The fact is, says Bill Guilfoile, the Hall's associate director, that the committee, composed of baseball executives and writers, will meet this winter just to fine-tune the voting process. "We do this periodically," says Guilfoile. "The meeting has nothing to do with Pete Rose. I can't understand the furor. The BBWAA knew about this weeks ago."
The BBWAA is the most powerful journalistic outfit in sports. It not only conducts annual voting for the Hall of Fame, but it also elects MVPs and Cy Young Award winners, etc. Some of its 450 members consider the BBWAA to be as sacred as, well, the Hall of Fame.
There may be no more highly charged question in. sports than, Should Pete Rose be in the Hall of Fame? Personally, I feel he shouldn't be inducted until he is allowed back into organized baseball—assuming that happens. I'm not saying that his great career should be ignored, but I do think his banishment from the game should hold sway.
But if he's elected, so be it.

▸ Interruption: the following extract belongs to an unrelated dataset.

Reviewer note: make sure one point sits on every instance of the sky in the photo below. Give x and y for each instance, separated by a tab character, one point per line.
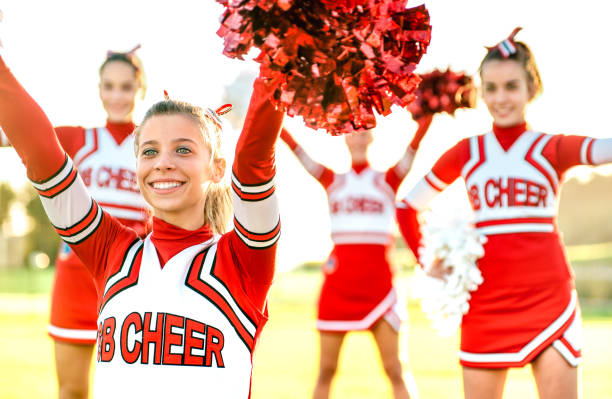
55	48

I just keep wondering why people get more indignant over the possibility that Rose won't get into the Hall than over the fact that he bet on baseball games.

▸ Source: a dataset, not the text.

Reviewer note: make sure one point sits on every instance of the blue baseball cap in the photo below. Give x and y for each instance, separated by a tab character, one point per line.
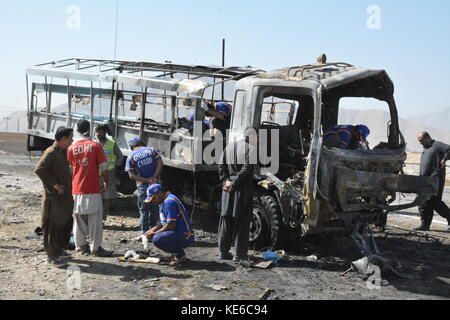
134	142
152	190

A BATTERED BRUIN CALLS IT QUITS
Athletes' bodies are deceptively fragile, only when disaster strikes are we reminded that their careers hang by threads of sinew. Consider the saga of Gord Kluzak. Chosen by the Boston Bruins with the first pick of the 1982 NHL draft, Kluzak was viewed as a franchise player, a no-nonsense defense-man around whom Boston would build a championship team. "We thought he had the potential to be a Hall of Famer," says Bruin general manager Harry Sinden. The son of a Saskatchewan wheat farmer, Kluzak was 6'4" and 215 pounds. His teammates called him Gordzilla, so immune did he seem to physical impairment.
Yet on Nov. 12, Kluzak, who is only 26, announced his retirement because of a damaged left knee on which surgeons had operated an incredible 11 times in the last six years. In the 1986-87 season alone, Kluzak had four operations on the knee. "I've never seen someone labor over an injury as long as he did," says Kevin Dupont of The Boston Globe. "His story should have had a happy ending."
Kluzak's physical woes began during a 1984 preseason game when the New Jersey Devils' Dave Lewis nailed him with a clean check that damaged ligaments and cartilage in his left knee and ended his '84-85 season before it began. During a torturous struggle to return to the ice, Kluzak reckons he rode enough miles on his stationary bike to go from Boston to Los Angeles and back. "It got to the point where we all would wait around after practice to see if Gordie's knee had swelled up," says Bruin defenseman Don Sweeney. "A day of nonswelling was a victory, a little light at the end of the tunnel." Kluzak played 66 games in the '87-88 season, but played just 13 more thereafter, though he continued valiantly to rehabilitate his knee after each of his operations. Last spring the Professional Hockey Writers' Association awarded Kluzak its prestigious Masterton Trophy, given annually for "perseverance, sportsmanship and dedication to hockey."
This fall Kluzak fought his way back to the ice once again. On Nov. 5, at Madison Square Garden, he was his team's best defenseman in a 3-2 overtime win over the Rangers, but the knee swelled badly after the game. Kluzak took a week to announce his decision, but said in a tearful farewell that he had made up his mind after that game. He said, "We'd just won in overtime, and I'd played a regular shift, but I didn't feel anything. Something inside me was telling me that was going to be it."